Three-day truckers’ strike delays 5,000 TEU at Chittagong

Three-day truckers’ strike delays 5,000 TEU at Chittagong

Containers stacked at a port.

On Tuesday evening, owners of trucks called off their strike after a meeting with government officials. Photo credit: Shutterstock.com.

A nearly three-day strike by owners of trucks and covered vans to protest a new traffic liability law in the Dhaka division disrupted transportation of nearly 5,000 export containers to the off-docks located near Chittagong port.

On Tuesday evening, the owners of trucks called off their strike after a meeting with government officials.

The new law states that a driver will be sentenced to up to five years in prison for killing any person on the road unintentionally. In addition, the law states the driver will be sentenced to death for killing a person on the road intentionally.

According to the Bangladesh Inland Container Depots Association (BICDA), the rate of container turns to the off-docks during the strike days was below 50 percent.

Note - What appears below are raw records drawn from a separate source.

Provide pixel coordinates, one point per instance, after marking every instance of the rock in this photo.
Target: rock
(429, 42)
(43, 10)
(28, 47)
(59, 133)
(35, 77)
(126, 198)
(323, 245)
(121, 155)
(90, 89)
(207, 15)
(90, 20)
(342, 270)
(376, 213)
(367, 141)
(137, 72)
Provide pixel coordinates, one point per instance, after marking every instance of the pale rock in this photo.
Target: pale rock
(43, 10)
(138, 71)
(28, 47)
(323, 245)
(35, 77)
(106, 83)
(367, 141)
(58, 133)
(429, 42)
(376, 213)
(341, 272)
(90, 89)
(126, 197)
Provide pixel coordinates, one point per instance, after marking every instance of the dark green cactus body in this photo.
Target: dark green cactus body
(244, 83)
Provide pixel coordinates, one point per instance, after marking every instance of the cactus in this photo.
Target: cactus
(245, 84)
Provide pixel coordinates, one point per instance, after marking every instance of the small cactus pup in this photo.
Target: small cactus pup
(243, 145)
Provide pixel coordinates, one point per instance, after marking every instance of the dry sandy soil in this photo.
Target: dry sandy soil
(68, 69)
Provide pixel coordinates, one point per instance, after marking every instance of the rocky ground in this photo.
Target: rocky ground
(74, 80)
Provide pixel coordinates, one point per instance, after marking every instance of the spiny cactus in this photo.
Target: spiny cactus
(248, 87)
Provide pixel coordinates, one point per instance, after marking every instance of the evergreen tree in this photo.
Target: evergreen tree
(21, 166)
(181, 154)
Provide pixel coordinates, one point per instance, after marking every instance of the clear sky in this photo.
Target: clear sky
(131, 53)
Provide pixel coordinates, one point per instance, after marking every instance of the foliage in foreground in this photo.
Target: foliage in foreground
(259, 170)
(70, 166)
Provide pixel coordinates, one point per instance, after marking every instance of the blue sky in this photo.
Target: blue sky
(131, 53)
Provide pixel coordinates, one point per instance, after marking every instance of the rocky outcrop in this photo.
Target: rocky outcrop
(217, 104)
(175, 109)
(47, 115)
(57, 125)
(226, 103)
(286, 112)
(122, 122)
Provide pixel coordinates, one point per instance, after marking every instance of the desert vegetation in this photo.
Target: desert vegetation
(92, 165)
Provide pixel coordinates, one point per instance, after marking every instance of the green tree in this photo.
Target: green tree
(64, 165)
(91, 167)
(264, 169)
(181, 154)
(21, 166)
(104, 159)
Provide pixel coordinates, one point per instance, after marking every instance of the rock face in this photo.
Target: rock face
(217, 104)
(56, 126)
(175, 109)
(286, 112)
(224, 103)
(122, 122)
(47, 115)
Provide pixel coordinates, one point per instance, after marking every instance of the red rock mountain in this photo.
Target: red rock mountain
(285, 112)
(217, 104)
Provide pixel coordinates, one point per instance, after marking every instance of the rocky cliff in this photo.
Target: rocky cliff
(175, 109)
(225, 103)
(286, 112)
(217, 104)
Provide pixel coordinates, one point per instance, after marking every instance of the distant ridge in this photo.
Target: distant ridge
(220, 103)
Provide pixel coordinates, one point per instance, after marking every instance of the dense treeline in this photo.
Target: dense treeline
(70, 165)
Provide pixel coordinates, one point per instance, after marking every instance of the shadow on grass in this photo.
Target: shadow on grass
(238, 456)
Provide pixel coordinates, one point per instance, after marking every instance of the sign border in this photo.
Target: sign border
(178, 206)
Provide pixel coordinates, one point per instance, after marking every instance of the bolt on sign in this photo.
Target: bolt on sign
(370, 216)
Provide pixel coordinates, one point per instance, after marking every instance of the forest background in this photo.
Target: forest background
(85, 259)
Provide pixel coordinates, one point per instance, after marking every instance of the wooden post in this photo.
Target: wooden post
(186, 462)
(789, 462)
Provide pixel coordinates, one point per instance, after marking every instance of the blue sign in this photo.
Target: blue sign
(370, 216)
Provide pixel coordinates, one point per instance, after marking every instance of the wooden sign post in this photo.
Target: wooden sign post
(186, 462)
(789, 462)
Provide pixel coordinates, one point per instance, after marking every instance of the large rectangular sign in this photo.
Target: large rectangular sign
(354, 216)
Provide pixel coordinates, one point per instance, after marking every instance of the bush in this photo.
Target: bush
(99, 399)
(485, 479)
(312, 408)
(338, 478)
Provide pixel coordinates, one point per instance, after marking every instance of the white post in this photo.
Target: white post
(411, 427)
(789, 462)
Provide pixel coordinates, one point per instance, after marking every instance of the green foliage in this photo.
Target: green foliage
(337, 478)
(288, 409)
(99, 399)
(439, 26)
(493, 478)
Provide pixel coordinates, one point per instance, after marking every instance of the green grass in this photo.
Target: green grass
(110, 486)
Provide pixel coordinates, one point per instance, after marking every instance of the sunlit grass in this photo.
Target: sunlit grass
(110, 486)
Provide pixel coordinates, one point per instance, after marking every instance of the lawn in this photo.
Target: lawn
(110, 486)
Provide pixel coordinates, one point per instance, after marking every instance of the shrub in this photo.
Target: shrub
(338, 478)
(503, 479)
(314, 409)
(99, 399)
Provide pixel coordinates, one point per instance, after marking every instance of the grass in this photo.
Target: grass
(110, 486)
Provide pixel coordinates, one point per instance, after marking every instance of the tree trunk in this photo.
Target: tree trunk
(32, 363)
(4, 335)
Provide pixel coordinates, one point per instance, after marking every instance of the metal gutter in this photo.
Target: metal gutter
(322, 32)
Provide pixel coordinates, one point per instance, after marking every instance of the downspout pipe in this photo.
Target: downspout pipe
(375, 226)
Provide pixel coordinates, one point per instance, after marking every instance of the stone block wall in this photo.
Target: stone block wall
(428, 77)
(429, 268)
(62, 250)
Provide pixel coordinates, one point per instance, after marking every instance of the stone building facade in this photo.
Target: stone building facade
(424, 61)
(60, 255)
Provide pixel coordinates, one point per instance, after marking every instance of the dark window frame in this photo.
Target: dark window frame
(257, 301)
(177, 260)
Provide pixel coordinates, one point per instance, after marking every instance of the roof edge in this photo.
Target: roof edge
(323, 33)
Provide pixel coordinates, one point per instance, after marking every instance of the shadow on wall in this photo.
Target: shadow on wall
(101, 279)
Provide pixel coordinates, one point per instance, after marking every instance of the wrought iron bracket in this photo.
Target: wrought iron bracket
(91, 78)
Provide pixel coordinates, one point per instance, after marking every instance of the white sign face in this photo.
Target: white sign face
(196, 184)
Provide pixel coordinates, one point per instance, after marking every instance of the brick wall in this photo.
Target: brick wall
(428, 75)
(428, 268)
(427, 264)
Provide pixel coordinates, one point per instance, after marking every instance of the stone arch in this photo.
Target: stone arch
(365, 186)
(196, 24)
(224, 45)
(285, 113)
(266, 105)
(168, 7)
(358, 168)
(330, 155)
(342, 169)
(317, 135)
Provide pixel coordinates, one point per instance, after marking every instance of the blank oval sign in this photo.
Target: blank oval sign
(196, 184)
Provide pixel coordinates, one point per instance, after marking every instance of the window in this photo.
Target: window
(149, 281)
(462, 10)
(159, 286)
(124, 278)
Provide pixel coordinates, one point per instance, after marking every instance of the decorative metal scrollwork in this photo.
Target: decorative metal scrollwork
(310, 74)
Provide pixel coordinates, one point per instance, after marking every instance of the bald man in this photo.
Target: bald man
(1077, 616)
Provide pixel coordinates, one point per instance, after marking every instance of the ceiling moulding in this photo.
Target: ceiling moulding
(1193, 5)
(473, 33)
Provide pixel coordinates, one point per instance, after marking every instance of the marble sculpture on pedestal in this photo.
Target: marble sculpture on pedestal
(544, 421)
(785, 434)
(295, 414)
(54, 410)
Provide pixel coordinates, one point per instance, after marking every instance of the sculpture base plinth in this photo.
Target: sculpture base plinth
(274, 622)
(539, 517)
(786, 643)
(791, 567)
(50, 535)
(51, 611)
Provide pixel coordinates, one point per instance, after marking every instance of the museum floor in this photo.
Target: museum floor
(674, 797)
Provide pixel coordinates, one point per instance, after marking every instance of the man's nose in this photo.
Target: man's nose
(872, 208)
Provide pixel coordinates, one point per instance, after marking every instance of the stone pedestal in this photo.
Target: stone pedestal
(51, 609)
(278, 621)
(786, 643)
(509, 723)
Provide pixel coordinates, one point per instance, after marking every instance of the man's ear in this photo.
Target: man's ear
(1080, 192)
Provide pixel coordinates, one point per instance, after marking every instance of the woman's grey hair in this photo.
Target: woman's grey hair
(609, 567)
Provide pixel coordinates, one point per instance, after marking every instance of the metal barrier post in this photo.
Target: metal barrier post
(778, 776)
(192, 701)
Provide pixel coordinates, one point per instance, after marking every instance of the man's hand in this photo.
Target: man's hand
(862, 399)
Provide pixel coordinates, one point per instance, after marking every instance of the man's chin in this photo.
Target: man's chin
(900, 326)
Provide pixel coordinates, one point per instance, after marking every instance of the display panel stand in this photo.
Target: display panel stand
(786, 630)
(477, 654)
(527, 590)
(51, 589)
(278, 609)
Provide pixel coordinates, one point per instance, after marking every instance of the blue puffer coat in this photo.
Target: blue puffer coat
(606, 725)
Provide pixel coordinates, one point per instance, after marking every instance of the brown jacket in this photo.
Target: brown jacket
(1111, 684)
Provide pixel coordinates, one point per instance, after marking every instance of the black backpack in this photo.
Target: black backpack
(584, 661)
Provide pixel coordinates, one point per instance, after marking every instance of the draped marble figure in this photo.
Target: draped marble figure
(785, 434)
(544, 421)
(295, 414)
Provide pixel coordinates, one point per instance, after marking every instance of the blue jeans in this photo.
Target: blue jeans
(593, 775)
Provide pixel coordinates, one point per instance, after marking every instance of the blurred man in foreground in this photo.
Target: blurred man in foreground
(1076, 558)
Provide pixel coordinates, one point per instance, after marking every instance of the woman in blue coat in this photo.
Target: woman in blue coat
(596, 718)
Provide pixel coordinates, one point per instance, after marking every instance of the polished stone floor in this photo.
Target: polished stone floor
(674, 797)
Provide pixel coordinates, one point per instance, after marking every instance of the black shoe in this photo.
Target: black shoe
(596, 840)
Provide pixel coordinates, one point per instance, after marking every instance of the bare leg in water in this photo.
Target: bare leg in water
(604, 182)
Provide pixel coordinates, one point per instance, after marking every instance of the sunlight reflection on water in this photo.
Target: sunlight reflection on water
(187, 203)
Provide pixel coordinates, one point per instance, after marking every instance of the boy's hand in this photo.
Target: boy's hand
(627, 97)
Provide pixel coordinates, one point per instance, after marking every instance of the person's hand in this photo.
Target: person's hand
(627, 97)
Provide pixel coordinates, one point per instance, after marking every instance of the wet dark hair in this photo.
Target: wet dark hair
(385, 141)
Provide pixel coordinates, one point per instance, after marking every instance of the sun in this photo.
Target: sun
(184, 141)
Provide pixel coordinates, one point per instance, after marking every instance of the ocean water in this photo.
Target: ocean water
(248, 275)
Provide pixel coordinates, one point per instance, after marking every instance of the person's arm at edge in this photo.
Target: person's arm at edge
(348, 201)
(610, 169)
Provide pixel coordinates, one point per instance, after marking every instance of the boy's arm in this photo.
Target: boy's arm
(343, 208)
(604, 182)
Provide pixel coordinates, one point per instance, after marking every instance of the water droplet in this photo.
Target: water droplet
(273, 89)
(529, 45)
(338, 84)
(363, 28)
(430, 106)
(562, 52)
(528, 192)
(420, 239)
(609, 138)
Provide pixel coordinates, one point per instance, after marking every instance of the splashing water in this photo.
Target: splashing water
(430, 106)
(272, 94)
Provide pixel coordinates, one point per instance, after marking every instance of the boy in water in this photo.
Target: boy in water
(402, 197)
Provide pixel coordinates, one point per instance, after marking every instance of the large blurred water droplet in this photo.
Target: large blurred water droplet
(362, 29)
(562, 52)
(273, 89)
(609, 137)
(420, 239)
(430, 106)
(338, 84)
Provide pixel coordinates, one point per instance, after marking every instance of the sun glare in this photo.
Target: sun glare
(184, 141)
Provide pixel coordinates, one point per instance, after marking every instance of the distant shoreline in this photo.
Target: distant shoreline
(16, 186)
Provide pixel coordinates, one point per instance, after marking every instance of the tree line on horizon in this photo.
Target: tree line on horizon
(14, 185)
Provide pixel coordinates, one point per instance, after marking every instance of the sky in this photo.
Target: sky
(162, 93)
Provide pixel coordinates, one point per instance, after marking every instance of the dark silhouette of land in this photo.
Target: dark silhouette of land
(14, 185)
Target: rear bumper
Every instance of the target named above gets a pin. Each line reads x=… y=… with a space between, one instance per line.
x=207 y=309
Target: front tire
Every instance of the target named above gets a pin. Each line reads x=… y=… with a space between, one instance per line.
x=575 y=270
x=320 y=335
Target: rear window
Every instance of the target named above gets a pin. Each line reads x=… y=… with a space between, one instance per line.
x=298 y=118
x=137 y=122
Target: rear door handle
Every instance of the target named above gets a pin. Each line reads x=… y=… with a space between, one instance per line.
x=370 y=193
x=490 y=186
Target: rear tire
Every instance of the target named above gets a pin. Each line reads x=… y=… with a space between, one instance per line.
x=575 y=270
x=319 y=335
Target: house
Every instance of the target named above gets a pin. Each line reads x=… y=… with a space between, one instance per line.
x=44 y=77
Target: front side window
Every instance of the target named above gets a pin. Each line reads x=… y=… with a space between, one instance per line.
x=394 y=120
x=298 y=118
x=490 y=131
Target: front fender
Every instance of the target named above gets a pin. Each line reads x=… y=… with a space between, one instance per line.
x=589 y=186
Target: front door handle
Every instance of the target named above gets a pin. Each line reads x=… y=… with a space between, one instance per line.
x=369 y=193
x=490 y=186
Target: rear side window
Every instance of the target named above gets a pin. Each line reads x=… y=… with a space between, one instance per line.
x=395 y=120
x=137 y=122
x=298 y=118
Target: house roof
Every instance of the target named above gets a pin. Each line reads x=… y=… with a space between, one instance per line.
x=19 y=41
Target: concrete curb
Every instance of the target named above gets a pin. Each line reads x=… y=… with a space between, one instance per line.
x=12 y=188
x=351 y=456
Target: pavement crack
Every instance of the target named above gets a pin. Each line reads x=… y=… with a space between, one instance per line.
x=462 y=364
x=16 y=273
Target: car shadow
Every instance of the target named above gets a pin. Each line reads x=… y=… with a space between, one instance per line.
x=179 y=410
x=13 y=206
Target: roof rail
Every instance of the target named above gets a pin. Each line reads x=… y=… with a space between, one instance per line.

“Every day, about 4,000 TEU of outbound containers reach the off-docks. But during the strike days every day only about 1,700 to 1,800 containers could reach it,” BICDA secretary Ruhul Amin Biplob told JOC.com.

Meeting with government officials

As noted, on Tuesday evening owners of trucks called off their strike after a meeting with government officials. Bangladesh’s Minister for Home Affairs Asaduzzaman Khan Kamal assured the leaders of drivers and truck owners that he will discuss their demands and concerns with Bangladesh’s prime minister and other concerned ministers shortly to resolve their concerns.

Export cargo reaches 19 off-docks by truck and covered van, where it is packed in containers before it is transported to Chittagong port yard and loaded on to ships.

Biplob said that as a result of the strike being called off Tuesday evening, there will be a huge rush of containers in the inland container depots now, adding that container cargo handlers will work quickly to try to make up for lost time.

Truckers had protested the new law since the bill’s passage by parliament on September 19. The president of the People’s Republic of Bangladesh signed the bill on Monday, making it a law, prompting the strike by the drivers.

Since the strike action occurred in the 17th district of the Dhaka division, no trucks or containers could enter or leave. The majority of Bangladesh’s more than 4,000 garment factories are located in its Dhaka division, and trucks were unable to reach Chittagong port during the strike. 

Further, in addition to import container cargo from Chittagong port, transport of raw materials and other consumers goods also was disrupted and trucks were unable to reach garment factories and other warehouses situated in the Dhaka division.